Thursday, June 4, 2020

"More Is Not Better" Revisited

Source
I have written many times on the topic of scholarly communication since the very first post to this blog thirteen years ago. The Economist's "Graphic Detail" column this week is entitled How to spot dodgy academic journals. It is about the continuing corruption of the system of academic communication, and features this scary graph. It shows:
  • Rapid but roughly linear growth in the number of "reliable" journals launched each year. About three times as many were launched in 2018 as in 1978.
  • Explosive growth since 2010 in the number of "predatory" journals launched each year. In 2018 almost half of all journals launched were predatory.
Below the fold, some commentary.

If the growth of "predatory" journals is maintained, it will soon be difficult to find the "reliable" journals in the swamp. In 2015's Stretching the "peer reviewed" brand until it snaps, I noted:
a trend publishers themselves started many years ago of stretching the "peer reviewed" brand by proliferating journals. If your role is to act as a gatekeeper for the literature database, you better be good at being a gatekeeper. Opening the gate so wide that anything can get published somewhere is not being a good gatekeeper.
The predatory publishers are just following the lead of the oligopoly publishers, stretching the "peer-reviewed" brand even further by never actually doing any peer review.
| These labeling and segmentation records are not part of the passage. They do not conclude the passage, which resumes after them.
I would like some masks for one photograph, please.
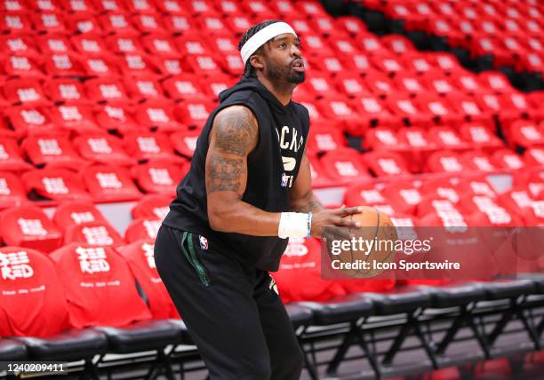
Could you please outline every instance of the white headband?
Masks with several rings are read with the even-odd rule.
[[[244,44],[244,46],[242,46],[240,50],[240,55],[242,56],[244,64],[245,65],[245,62],[247,62],[247,59],[249,59],[252,54],[262,46],[264,43],[284,33],[291,33],[297,36],[292,28],[291,28],[291,25],[286,22],[275,22],[255,33],[245,44]]]

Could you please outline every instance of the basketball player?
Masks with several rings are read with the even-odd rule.
[[[291,100],[305,79],[294,30],[258,24],[238,50],[244,73],[198,138],[155,259],[212,380],[298,380],[303,356],[268,272],[288,238],[358,226],[342,218],[358,209],[324,210],[312,194],[309,115]]]

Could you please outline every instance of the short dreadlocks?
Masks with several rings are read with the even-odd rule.
[[[259,32],[260,30],[264,29],[268,25],[274,24],[276,22],[281,22],[281,21],[279,20],[269,20],[268,21],[263,21],[263,22],[261,22],[260,24],[253,25],[252,28],[250,28],[247,30],[247,32],[245,32],[244,34],[244,36],[242,37],[242,39],[238,43],[238,50],[241,51],[242,50],[242,46],[244,46],[244,44],[247,42],[247,40],[249,40],[251,37],[252,37],[257,32]],[[267,44],[270,44],[270,42],[268,41]],[[259,47],[259,49],[257,49],[257,51],[255,52],[262,52],[262,46]],[[255,67],[253,67],[252,66],[252,63],[250,62],[249,59],[247,59],[247,62],[245,62],[245,67],[244,68],[244,74],[242,74],[242,76],[244,77],[244,78],[255,78],[255,77],[257,77],[257,75],[255,74]]]

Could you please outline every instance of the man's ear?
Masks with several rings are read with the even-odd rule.
[[[264,67],[264,59],[262,54],[257,53],[253,54],[250,57],[250,63],[255,68],[263,68]]]

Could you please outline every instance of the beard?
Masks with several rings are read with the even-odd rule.
[[[279,66],[271,64],[268,61],[265,75],[268,78],[276,82],[286,82],[288,83],[299,84],[304,82],[306,79],[306,73],[304,71],[295,71],[292,69],[292,66]]]

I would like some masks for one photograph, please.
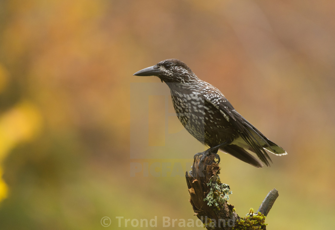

I pointed out that it isn't only publishers who have incentives to pollute science by publishing "fake science" in 2016's More Is Not Better :
Even if there is no actual misconduct, the bad incentives will still cause bad science to proliferate via natural selection, or the scientific equivalent of Gresham's Law that "bad money drives out good". The Economist's Incentive Malus, subtitled Poor scientific methods may be hereditary, is based on The natural selection of bad science by Paul E. Smaldino and Richard McElreath, which starts:
Poor research design and data analysis encourage false-positive findings. Such poor methods persist despite perennial calls for improvement, suggesting that they result from something more than just misunderstanding. The persistence of poor methods results partly from incentives that favour them, leading to the natural selection of bad science. This dynamic requires no conscious strategizing—no deliberate cheating nor loafing—by scientists, only that publication is a principal factor for career advancement.
The rise of predatory publishing is yet another societal cost arising from the oligopoly publishers' rent extraction. Predatory publishing is profitable only because it can operate on much lower margins than the oligopoly publishers' grossly inflated margins. If "reliable" journals "article processing charges" were close to the cost of actually processing an article, which does not include peer review carried out by volunteers, the incentives for predatory publishing would be insufficient.


1 comment:

David. said...

As regards the oligopoly publishers, MIT Libraries reports that:

"Standing by its commitment to provide equitable and open access to scholarship, MIT has ended negotiations with Elsevier for a new journals contract. Elsevier was not able to present a proposal that aligned with the principles of the MIT Framework for Publisher Contracts."

The framework is gaining adherents:

"More than 100 institutions, ranging from multi-institution consortia to large research universities to liberal arts colleges, decided to endorse the MIT Framework in recognition of its potential to advance open scholarship and the public good."